Approvers can indicate their approval by writing /approve in a comment Approvers can cancel approval by writing /approve cancel in a comment

k8s-ci-robot avatar Aug 24 '22 15:08 k8s-ci-robot

CI is failing with:

[0;32m    vsphere-clone: fatal: [default]: FAILED! => {"msg": "failed to transfer file to /root/.ansible/tmp/ansible-local-1386oe5wt7mv/tmpx_roh_r0 /tmp/.ansible/ansible-tmp-1661355877.2552273-1392-127598361667597/AnsiballZ_setup.py:\n\nunknown option -- O\r\nusage: scp [-346BCpqrv] [-c cipher] [-F ssh_config] [-i identity_file]\n           [-l limit] [-o ssh_option] [-P port] [-S program] source ... target\n"}[0m

So this is the host issue. It looks like the CI VMs there are running some older OpenSSH version. I'm not sure how to proceed from here. Should I simply close it? Should there at least be some docs on how to build with newer OpenSSH?

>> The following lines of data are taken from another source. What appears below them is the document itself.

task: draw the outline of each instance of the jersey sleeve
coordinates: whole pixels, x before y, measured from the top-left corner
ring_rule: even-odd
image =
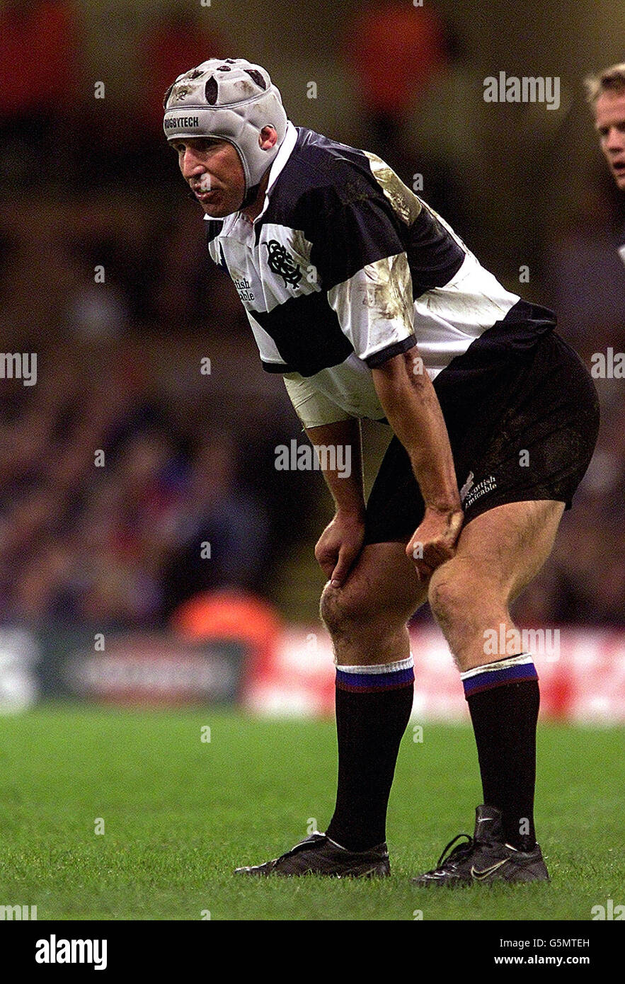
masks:
[[[311,260],[358,358],[373,368],[415,345],[410,271],[390,206],[356,186],[316,224]]]
[[[315,387],[310,377],[299,373],[282,376],[286,393],[303,427],[321,427],[349,420],[351,415],[338,406],[329,397]]]

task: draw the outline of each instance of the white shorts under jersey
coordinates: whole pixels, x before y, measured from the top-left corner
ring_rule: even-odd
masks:
[[[506,290],[380,157],[288,123],[261,215],[207,217],[263,367],[304,426],[382,419],[371,369],[414,345],[435,378],[494,326],[527,348],[553,315]]]

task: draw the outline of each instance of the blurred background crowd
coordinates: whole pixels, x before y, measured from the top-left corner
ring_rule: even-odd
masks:
[[[587,364],[625,350],[625,208],[582,85],[622,60],[604,25],[619,36],[625,14],[373,0],[338,23],[317,6],[315,22],[297,0],[2,5],[0,331],[3,351],[37,353],[36,385],[0,380],[2,622],[164,625],[220,586],[317,617],[330,498],[317,473],[276,471],[298,422],[161,135],[165,89],[208,57],[259,61],[295,124],[419,176],[507,287],[558,312]],[[482,80],[500,70],[561,76],[560,109],[487,105]],[[625,381],[596,382],[597,451],[517,605],[527,624],[625,623]],[[366,438],[370,481],[388,438]]]

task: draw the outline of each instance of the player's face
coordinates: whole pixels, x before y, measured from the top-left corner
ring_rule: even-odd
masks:
[[[594,126],[614,180],[625,190],[625,92],[599,95],[594,103]]]
[[[182,176],[211,218],[238,212],[245,197],[240,157],[225,140],[194,138],[172,143]]]

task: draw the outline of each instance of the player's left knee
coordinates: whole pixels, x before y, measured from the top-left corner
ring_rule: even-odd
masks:
[[[468,565],[448,561],[437,568],[428,589],[432,614],[441,626],[465,625],[483,611],[490,595],[489,585],[481,584]]]

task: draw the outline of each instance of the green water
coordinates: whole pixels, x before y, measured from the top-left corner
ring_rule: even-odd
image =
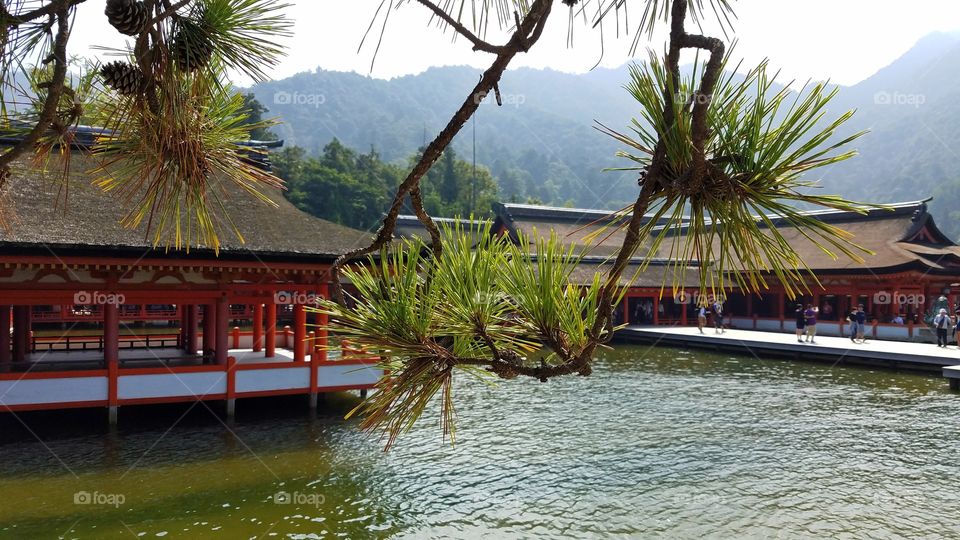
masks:
[[[589,378],[456,393],[455,448],[434,417],[387,454],[346,395],[241,401],[230,429],[204,405],[114,434],[0,415],[0,538],[960,536],[936,377],[619,347]]]

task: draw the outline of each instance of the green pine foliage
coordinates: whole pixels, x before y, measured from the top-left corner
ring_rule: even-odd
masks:
[[[271,160],[276,174],[286,181],[286,195],[294,205],[308,214],[362,230],[377,228],[408,170],[405,164],[384,161],[373,148],[360,153],[337,139],[319,156],[290,147]],[[459,159],[453,149],[447,150],[422,183],[427,212],[436,217],[488,215],[497,200],[497,183],[490,171],[480,166],[476,182],[473,179],[472,164]],[[413,213],[409,208],[406,211]]]

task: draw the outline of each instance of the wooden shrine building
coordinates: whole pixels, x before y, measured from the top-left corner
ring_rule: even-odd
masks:
[[[82,151],[71,157],[73,171],[91,165]],[[373,360],[328,359],[326,336],[309,340],[318,321],[306,309],[328,294],[333,260],[369,236],[279,191],[271,207],[228,184],[225,209],[245,242],[225,229],[219,253],[167,251],[121,226],[122,205],[89,177],[62,185],[15,162],[2,193],[0,412],[108,407],[116,421],[123,405],[226,400],[232,414],[236,398],[315,404],[318,393],[372,387]]]
[[[773,276],[769,289],[762,294],[744,294],[736,288],[725,291],[725,311],[732,323],[741,328],[781,330],[791,328],[797,302],[820,307],[818,332],[842,334],[845,316],[852,307],[863,304],[879,337],[909,339],[923,317],[941,297],[954,308],[960,306],[960,246],[950,240],[934,222],[927,202],[904,202],[886,209],[872,209],[865,214],[820,210],[811,212],[817,219],[836,225],[854,235],[853,241],[872,251],[863,263],[843,255],[830,257],[800,231],[784,222],[772,223],[817,276],[820,284],[808,278],[810,294],[790,299]],[[623,242],[622,232],[597,233],[612,218],[607,211],[555,208],[524,204],[494,205],[494,229],[499,234],[516,237],[518,233],[543,234],[556,231],[569,244],[584,247],[590,256],[584,261],[585,276],[604,267]],[[670,235],[684,234],[671,231]],[[652,263],[630,283],[623,306],[623,320],[631,324],[692,324],[697,296],[696,273],[680,276],[683,293],[673,295],[664,264],[670,256],[669,238],[659,251],[649,246],[637,252],[635,264],[643,257]],[[696,261],[689,261],[692,267]],[[626,276],[632,276],[630,270]],[[666,289],[661,284],[667,283]],[[894,322],[899,318],[903,323]]]

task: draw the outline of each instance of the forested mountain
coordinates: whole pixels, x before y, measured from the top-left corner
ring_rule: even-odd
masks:
[[[840,90],[829,111],[857,109],[850,132],[870,129],[854,144],[861,155],[824,170],[824,190],[865,201],[935,196],[931,207],[953,237],[960,235],[960,34],[932,34],[872,77]],[[284,124],[288,147],[320,155],[332,139],[386,162],[404,165],[450,118],[480,71],[433,68],[380,80],[318,70],[255,86],[252,92]],[[636,175],[603,172],[624,163],[617,144],[593,129],[599,120],[625,129],[636,107],[622,84],[626,67],[583,75],[508,71],[504,105],[488,97],[476,115],[477,161],[489,168],[503,200],[621,207],[636,194]],[[473,126],[454,143],[469,161]]]

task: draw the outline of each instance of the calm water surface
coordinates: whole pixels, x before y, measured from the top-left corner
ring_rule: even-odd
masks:
[[[462,378],[455,448],[432,417],[384,454],[345,395],[316,418],[241,401],[230,430],[204,405],[123,409],[113,434],[0,415],[0,538],[958,537],[946,388],[618,347],[585,379]]]

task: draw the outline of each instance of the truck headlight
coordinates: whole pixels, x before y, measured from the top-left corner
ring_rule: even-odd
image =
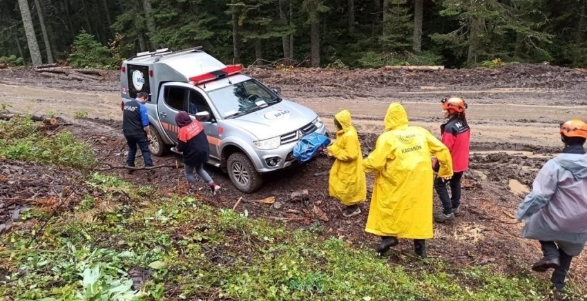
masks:
[[[264,140],[256,141],[254,143],[255,146],[257,146],[257,148],[259,149],[275,149],[278,148],[280,144],[281,144],[281,138],[279,136],[273,137],[273,138],[266,139]]]
[[[314,124],[314,125],[316,128],[321,128],[321,127],[322,127],[322,126],[323,126],[323,125],[324,125],[324,123],[323,123],[323,122],[322,122],[322,119],[320,119],[320,117],[316,117],[316,119],[315,119],[312,122],[312,124]]]

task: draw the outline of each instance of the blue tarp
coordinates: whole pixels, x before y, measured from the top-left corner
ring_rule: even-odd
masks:
[[[294,158],[305,162],[319,154],[330,144],[327,137],[318,133],[311,133],[298,142],[294,148]]]

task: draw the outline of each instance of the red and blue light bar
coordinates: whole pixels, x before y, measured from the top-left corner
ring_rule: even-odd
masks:
[[[205,82],[211,81],[218,79],[227,77],[232,75],[240,73],[242,70],[242,65],[229,65],[220,70],[191,77],[189,79],[194,85],[199,85]]]

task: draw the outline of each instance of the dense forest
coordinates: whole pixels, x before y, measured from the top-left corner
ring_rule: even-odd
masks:
[[[116,68],[203,46],[247,65],[584,66],[586,13],[587,0],[2,0],[0,57]]]

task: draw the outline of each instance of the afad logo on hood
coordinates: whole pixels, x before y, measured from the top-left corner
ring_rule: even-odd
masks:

kopiczko avatar Aug 24 '22 15:08 kopiczko

So this is the host issue. It looks like the CI VMs there are running some older OpenSSH version. I'm not sure how to proceed from here. Should I simply close it? Should there at least be some docs on how to build with newer OpenSSH?

As I mentioned in https://github.com/kubernetes-sigs/image-builder/pull/907#discussion_r901413880, CI runs in Docker container running Debian. Or at least have been at this point in time.

invidian avatar Aug 24 '22 16:08 invidian

@kopiczko: The following tests failed, say /retest to rerun all failed tests or /retest-required to rerun all mandatory failed tests:

Test name Commit Details Required Rerun command
json-sort-check b209ad7e8ea5da8a5afb81408bf972b42eae9317 link true /test json-sort-check
pull-ova-all b209ad7e8ea5da8a5afb81408bf972b42eae9317 link true /test pull-ova-all
pull-azure-vhds b209ad7e8ea5da8a5afb81408bf972b42eae9317 link true /test pull-azure-vhds
pull-azure-sigs b209ad7e8ea5da8a5afb81408bf972b42eae9317 link false /test pull-azure-sigs

Full PR test history. Your PR dashboard. Please help us cut down on flakes by linking to an open issue when you hit one in your PR.

Instructions for interacting with me using PR comments are available here. If you have questions or suggestions related to my behavior, please file an issue against the kubernetes/test-infra repository. I understand the commands that are listed here.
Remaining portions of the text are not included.